I have adapted the recipe in a couple of ways by using spelt flour, which I love to use in my banana spelt pecan loaf, and by adding in both freshly grated and ground ginger. The warm spiciness of the ginger is the perfect partner to the marmalade in this wintery wonder of a loaf cake.
If you decide to try making this marmalade, ginger and blood orange loaf cake, I would recommend you enjoy it with freshly sliced blood oranges and thick creme fraiche flavoured with orange zest or marmalade. But, when the cake is just baked and still warm, nothing could be better than enjoying it with a steaming jug of custard.

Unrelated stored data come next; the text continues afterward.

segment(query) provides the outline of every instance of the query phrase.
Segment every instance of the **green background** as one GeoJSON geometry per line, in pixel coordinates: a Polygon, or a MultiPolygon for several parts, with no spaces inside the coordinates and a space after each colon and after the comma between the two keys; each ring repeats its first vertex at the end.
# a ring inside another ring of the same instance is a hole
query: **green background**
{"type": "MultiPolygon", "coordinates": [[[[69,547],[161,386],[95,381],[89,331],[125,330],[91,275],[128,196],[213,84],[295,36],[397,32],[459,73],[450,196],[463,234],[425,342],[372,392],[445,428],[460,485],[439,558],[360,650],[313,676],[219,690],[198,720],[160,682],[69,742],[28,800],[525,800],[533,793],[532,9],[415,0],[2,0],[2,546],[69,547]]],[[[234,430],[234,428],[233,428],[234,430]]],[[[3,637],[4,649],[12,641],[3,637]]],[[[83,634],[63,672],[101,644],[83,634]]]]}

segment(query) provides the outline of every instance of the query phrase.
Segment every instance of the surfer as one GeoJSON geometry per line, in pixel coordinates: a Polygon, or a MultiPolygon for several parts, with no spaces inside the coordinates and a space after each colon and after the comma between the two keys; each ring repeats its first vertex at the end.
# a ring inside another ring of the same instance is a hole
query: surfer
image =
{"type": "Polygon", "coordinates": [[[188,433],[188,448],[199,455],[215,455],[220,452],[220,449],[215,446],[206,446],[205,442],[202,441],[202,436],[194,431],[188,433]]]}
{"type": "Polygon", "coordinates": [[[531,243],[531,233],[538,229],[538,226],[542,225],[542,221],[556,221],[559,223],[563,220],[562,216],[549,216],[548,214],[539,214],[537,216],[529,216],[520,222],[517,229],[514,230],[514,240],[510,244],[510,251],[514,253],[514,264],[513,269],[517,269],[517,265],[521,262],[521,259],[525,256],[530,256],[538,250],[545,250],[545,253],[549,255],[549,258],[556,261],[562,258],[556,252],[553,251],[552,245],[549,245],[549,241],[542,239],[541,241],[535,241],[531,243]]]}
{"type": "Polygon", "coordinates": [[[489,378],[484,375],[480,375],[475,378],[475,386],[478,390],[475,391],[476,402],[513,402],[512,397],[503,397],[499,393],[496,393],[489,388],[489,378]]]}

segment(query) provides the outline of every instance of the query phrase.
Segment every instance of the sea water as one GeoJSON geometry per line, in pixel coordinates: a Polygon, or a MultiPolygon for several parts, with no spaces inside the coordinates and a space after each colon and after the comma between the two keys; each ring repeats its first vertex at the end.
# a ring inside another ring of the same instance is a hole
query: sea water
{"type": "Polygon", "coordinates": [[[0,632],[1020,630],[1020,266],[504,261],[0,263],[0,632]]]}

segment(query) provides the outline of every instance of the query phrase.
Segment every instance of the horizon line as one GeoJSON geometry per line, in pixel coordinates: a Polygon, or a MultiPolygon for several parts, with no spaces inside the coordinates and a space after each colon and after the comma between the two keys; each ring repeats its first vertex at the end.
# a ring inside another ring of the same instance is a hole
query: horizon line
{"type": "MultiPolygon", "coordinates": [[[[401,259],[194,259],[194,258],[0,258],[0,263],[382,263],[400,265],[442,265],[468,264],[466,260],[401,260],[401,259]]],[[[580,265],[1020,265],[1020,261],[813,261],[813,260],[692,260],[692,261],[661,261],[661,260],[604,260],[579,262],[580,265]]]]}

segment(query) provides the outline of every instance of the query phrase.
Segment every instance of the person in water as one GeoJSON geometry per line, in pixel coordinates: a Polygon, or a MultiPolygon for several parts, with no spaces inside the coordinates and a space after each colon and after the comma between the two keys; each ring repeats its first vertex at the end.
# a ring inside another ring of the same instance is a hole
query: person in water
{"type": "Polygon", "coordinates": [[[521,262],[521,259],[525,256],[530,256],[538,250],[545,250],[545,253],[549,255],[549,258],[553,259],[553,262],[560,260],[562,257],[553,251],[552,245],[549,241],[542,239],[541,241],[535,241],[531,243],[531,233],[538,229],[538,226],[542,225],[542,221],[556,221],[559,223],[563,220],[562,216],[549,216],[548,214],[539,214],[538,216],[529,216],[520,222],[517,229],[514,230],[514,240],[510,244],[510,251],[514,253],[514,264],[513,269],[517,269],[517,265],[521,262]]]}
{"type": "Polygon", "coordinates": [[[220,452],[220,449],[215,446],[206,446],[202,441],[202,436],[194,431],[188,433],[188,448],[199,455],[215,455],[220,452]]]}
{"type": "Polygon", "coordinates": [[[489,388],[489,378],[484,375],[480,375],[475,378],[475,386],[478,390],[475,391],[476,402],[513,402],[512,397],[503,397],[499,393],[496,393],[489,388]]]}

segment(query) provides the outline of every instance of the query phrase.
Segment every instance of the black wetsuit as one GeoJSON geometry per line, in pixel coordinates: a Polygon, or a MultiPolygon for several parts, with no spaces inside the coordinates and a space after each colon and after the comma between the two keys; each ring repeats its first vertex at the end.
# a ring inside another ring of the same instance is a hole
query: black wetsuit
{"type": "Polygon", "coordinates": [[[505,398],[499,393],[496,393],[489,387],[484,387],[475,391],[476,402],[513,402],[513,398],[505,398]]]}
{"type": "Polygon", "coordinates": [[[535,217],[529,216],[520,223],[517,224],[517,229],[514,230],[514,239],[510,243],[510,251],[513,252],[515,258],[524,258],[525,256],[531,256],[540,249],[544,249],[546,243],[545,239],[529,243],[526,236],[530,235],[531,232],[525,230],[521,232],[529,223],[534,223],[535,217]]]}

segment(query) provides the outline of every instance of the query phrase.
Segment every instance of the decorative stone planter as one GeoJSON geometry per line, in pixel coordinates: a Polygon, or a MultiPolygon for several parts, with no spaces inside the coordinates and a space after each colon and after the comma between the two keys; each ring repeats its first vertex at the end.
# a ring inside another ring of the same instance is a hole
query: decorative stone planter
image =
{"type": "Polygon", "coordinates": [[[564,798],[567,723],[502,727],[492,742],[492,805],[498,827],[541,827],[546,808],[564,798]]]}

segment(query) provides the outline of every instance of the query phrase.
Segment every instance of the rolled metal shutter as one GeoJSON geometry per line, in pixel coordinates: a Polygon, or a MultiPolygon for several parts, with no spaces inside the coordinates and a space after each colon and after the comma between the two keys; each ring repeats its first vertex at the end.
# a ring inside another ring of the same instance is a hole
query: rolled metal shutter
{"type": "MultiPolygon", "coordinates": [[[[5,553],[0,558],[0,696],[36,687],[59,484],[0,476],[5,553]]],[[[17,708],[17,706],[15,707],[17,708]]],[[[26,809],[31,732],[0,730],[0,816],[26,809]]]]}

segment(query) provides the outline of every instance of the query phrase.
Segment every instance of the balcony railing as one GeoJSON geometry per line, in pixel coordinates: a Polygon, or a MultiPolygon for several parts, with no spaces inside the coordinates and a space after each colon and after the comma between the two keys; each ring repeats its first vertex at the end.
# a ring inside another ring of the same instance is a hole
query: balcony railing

Here are a few more more recipes including marmalade and blood oranges from around the web:
Blood orange, olive oil & cardamom syrup cake – Nutmegs Seven
Parsnip & lime marmalade cake – Food to Glow
Sugar free blood orange cake – Rough Measures
Marmalade cake with orange icing – Well Worn Whisk
Mini blood orange cakes – Tin & Thyme
Chocolate chip marmalade cakes – Fab Food 4 All
I am linking my marmalade, ginger and blood orange loaf cake to Alphabakes (The more than occasional baker & Caroline makes), Perfecting Patisserie (Baking Queen) and Tea Time Treats (The Hedgecombers & Lavender & Lovage).
Marmalade Ginger & Blood Orange Loaf Cake
- 175 g unsalted butter softened
- 175 g light brown muscovado sugar
- 2 eggs
- 2 tsp ground ginger
- 1 tbsp freshly grated ginger
- pinch of salt
- 100 g Seville orange marmalade
- 1 blood orange zest & juice
- 100 g spelt flour sifted
- 75 g plain flour sifted
- 2 tsp baking powder
- 2 tbsp Seville orange marmalade for the cake glaze warmed through in a saucepan until melted
- Pre-heat the oven to 170 degrees
- Line a 2lb loaf tin with baking parchment
- Place the butter and sugar in a food processor/mixer and cream together until blended
- Add in the eggs, one by one, then continue to beat the mixture
- Next, add the ginger powder, fresh ginger and marmalade, orange zest and juice then beat again
- Finally fold in the flours, salt and baking powder. Combine until the mixture is well blended
- Pour the cake batter into the loaf tin and bake for between 50-60 minutes until a skewer/knife inserted into the cake comes out clean
- Spoon over the marmalade glaze and spread to cover the top of the loaf cake
- Enjoy warm with custard or cold with clotted cream ot creme fraiche flavoured with marmalade/orange zest
This cake is equally good served warm from the oven or at room temperature. It is a good way of using up any surplus home made marmalade.